About 10 million viewers of BBC1 – where the show was promoted this year after becoming BBC2’s most popular drama – have been desperate since 26 March to know the identity of “Balaclava Man”, an obscure assassin implicated in the apparent attempt of DCI Roz Huntley, played by Thandie Newton, to frame an innocent, vulnerable young man and her own husband for a series of murders and perversions of justice being investigated by the internal affairs unit, AC-12.

The tendency of detectives to stress the second word in “Balaclava Man” had raised suspicion that Mercurio was misdirecting viewers from the fact that the woolly hat disguised a woman, possibly Huntley. But he proved to be obscuring that we were seeing balaclava men: several killers involved in a far-reaching scheme in which Newton’s character was just a pawn.

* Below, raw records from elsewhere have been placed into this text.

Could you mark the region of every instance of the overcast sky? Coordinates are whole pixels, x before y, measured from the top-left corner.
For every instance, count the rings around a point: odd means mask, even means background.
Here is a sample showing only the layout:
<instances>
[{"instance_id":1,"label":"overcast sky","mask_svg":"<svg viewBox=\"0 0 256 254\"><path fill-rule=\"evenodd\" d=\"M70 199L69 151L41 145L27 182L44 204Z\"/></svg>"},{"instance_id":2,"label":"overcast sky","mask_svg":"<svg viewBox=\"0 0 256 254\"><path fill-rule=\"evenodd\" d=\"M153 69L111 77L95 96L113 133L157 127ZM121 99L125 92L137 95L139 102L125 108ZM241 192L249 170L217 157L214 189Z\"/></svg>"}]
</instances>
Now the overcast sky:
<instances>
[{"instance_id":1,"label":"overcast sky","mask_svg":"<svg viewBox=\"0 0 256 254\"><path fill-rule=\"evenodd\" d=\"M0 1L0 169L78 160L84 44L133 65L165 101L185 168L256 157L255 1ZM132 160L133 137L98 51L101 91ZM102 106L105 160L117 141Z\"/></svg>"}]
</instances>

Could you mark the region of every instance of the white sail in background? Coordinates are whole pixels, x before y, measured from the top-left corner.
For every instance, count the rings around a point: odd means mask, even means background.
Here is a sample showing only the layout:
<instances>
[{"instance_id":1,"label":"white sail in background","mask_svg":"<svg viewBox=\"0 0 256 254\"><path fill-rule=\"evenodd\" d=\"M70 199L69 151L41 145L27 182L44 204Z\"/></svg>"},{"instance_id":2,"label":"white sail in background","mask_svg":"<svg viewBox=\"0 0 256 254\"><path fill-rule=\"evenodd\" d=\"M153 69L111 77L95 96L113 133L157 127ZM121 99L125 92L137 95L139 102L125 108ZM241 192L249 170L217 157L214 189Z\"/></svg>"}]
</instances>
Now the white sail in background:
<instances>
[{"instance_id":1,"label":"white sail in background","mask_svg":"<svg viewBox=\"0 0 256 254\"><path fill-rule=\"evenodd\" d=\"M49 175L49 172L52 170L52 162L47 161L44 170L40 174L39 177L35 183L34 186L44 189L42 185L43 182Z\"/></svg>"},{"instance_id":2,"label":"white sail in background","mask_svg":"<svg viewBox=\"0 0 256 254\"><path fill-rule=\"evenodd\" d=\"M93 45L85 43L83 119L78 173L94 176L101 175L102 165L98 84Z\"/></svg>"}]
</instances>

Mercurio, a former doctor, began his TV-writing career with hospital dramas (including Cardiac Arrest and Bodies) but has continued to draw on specialist medical knowledge in his police fiction. The latest series of Line of Duty has sometimes felt like an experiment in merging the cop and doc genres that dominate British TV. Key characters suffered amputation and paralysis, and surely only Dr Mercurio could have contrived this season’s payoff in which the solution to a crime lay in the superbug MRSA being present in nostrils and transferable to another person through a wound.

But, whereas a doctor’s job is to reduce the possibility of complications, Mercurio’s speciality as a writer is maximising them. Last Sunday’s penultimate episode had revealed that the senior police officer running a network of murderously corrupt police officers began with H.

Typically of the series, this initial fitted three top cops: Newton’s Roz Huntley, the assistant commissioner, Hilton (Paul Higgins) and – a solution unthinkable to most viewers – AC-12’s own chief, Supt Ted Hastings, hitherto a figure of absolute integrity who has turned the Northern Irish actor Adrian Dunbar, long admired on stage and screen, into a front-rank TV star at the age of 58.

With three H-officers in the frame, Mercurio then casually reintroduced, early in last night’s episode, DCS Peter Hargreaves. Ultimately, a cutaway of the whiteboard in AC-12’s office revealed that nine senior officers starting with the eighth letter of the alphabet had featured across the four series.

Although Hastings declared himself last night to be “confident that Hilton was H”, he has been wrong before and the quantity of suspects means that the conspiracy will take a long time to unravel, which is good news for viewers hoping for six hours of top-class television to remain an annual feature far into the future.

In a recent Guardian interview, Mercurio admitted that he had never willingly brought one of his TV shows to an end, and, with next year’s fifth season of Line of Duty already in production, he clearly has ideas for taking the series much further. A line in Sunday’s final scene about AC-12 having so far identified only the top conspirators “in the police” suggests that the web stretches into other areas of public life: perhaps politics, the army, or the security services.

The last words given to Hastings in series four – “This is beginning to feel like a life’s work” – seemed to suggest that the key may lie in decades of which viewers know nothing yet, when Hastings was one of the few Catholic officers in the Royal Ulster Constabulary in Belfast during the Troubles, when, it may or may not be significant, balaclavas were standard paramilitary dress. The verbal and facial resonances that Dunbar might bring to such twists will already have fans hoping that the show can become a life’s viewing.